Als Paketauswahl wurde unter Konfiguration laden folgende Grundauswahl getroffen:

  • Basis Konfiguration: Standard-System
  • Erweiterungen: Entwicklung, KDE komplett und KDE Desktop-Umgebung

Es werden reichlich Pakete mitinstalliert, die auf einem Server nicht unbedingt Sinn machen (Joystick, Steak-Übersetzer?). Bei einem produktiven System sollte man diese Pakete aus Sicherheitsgründen wieder entfernen bzw. nicht mit installieren. Auf dem Testsystem können Sie - bei genügend Plattenplatz - erstmal verbleiben.

Es wurde ganz bewusst auf die Installation verschiedener notwendiger Pakete wie z.B. MySQL verzichtet. Sie werden im Zuge der weiteren Installation entweder direkt von Updates installiert oder aus den Originalsourcen passend kompiliert.

Folgende Pakete entfernen:

  Serie sec:  SusE-Firewall, Personal Firewall, und ipchains
  Serie   n:  sendmail
  
Zusätzlich sind folgende Pakete installiert:
  Serie   d: freetype2-devel, gd, gd-devel, imap-devel, mm  (zumeist php usw).
  Serie   n: openldap2, openldap2-devel , pam_ldap (wenn LDAP-Support gewünscht), 
             samba, postfix
  Serie pay: arkeia, antivir
  Serie snd: sox
  Serie sec: libmcrypt, libmcrypt-devel, mcrypt, amavis-postfix,
  
Falls nicht angewählt, iptables auswählen.
  Serie  xap: Browser nach Geschmack. Netscape 4.7x, Netscape 6, Mozilla...
  Serie xsrv: Xserver nach Bedarf
  
Wählen Sie sich dazu Ihren Editor aus, evtl. auch einen Minimaleditor wie z.B. Pico oder Joe.

Als Kernel wurde der Standardkernel 2.4 gewählt. Auf eine Konfiguration von Sendmail wurde verzichtet, da es später wieder entfällt.

Die Auswahl ist nicht verbindlich... Wer viel unter perl programmiert, wird sich z.B. diverse zusätzliche perl-Module dazuladen usw.

YaST fragt nun bei der weiteren Installation, ob er die abgewählten Pakete entfernen soll. Dies ist so gewünscht, also entfernen Sie die Pakete. Die Abhängigkeitsüberprüfung findet anschliessend noch eine Reihe Pakete, die sie für notwendig erachtet. Diese sollte man akzeptieren. Es sind etliche Bibliotheken, aber auch (Ent-)Packprogramme, die AntiVir zum Nachsehen in gepackten Dateien benötigt. Es ist auch einiges dabei, was eigentlich nicht zwingend notwendig wäre, aber wie oben schon gesagt: für ein Testsystem...

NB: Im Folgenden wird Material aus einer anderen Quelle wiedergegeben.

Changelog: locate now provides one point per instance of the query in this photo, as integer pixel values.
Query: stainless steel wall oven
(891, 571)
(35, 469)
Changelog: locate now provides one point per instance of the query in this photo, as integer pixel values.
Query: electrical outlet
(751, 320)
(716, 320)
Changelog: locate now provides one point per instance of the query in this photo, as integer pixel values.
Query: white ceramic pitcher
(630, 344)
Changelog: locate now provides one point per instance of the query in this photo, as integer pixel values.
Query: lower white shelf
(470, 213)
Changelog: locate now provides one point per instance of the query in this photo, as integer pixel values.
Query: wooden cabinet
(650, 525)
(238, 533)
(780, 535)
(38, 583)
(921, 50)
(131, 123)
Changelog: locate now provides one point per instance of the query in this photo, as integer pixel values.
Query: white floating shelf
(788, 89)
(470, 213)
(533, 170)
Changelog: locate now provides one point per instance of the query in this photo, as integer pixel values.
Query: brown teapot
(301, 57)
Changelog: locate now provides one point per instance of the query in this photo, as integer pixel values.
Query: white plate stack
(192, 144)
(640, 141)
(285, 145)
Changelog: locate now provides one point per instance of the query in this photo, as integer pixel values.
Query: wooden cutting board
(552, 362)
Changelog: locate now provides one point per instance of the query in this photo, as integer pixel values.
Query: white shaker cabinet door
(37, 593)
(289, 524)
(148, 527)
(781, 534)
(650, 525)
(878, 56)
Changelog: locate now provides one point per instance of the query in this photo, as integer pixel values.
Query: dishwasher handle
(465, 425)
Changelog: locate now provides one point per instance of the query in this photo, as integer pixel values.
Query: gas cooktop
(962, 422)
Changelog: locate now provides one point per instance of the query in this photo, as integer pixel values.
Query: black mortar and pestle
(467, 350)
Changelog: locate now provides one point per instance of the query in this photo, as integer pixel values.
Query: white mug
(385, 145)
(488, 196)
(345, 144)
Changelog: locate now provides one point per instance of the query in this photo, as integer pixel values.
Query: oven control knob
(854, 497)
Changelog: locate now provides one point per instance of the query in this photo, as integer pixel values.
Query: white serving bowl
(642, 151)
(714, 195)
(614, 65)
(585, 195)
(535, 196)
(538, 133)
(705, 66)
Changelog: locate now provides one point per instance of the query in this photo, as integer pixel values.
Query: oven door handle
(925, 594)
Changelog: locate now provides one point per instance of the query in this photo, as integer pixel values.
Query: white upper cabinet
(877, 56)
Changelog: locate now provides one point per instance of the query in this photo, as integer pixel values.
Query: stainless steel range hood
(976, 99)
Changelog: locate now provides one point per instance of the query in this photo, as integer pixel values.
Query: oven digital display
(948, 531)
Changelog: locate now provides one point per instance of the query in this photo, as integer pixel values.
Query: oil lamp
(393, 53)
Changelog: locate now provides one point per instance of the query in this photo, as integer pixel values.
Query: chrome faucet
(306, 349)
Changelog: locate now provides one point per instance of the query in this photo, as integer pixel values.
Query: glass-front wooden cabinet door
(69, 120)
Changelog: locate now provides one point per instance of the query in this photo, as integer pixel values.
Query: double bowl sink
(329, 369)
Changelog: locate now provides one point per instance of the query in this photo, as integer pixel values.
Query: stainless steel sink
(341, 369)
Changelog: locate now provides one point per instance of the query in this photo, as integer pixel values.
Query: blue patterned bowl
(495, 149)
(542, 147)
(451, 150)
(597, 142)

  • Zurücklehnen, Kaffee trinken, von Zeit zu Zeit CD wechseln. -

Nach dem Abschluss der Installation wird ein Installationsscript abgearbeitet. Grundsätzlich kann man in dieser Zeit bereits arbeiten, aber Festplatte und CPU sind während dieser Zeit recht beschäftigt, so dass bei einer kleineren CPU keine rechte Freude aufkommt.

... Ge'ma halt no` an` Kaffee trinken......

2.5. Eine Randbemerkung

Ich weiss, dass z.B. die Paketauswahl von Arkeia und AntiVir zu Diskussionen führen wird, da beide kommerzielle Payware sind. Andererseits: Im Vergleich zu tar o.ä. ist Arkeia sehr komfortabel und wenig anfällig gegen Benutzerfehler, für Datensicherung ein Pluspunkt. Die SingleServer/Single-Drive-Version ist unter kommerzieller Lizenz, aber kostenfrei und nicht eingeschränkt.

AntiVir wird für Einzelanwender kostenlos lizensiert und ist damit der einzige, mir bekannte Virenscanner, der für mich geldfrei als Vollversion ohne Einschränkung unter Linux zur Verfügung steht und regelmäßig aktualisiert wird.

2.6. Updates

Es sollte eigentlich müßig sein, darauf hinzuweisen:

Nach erfolgter Installation und Konfiguration des Grundsystems sollte ein Update aller installierten Pakete erfolgen, um alles auf den aktuellen Stand zu bringen.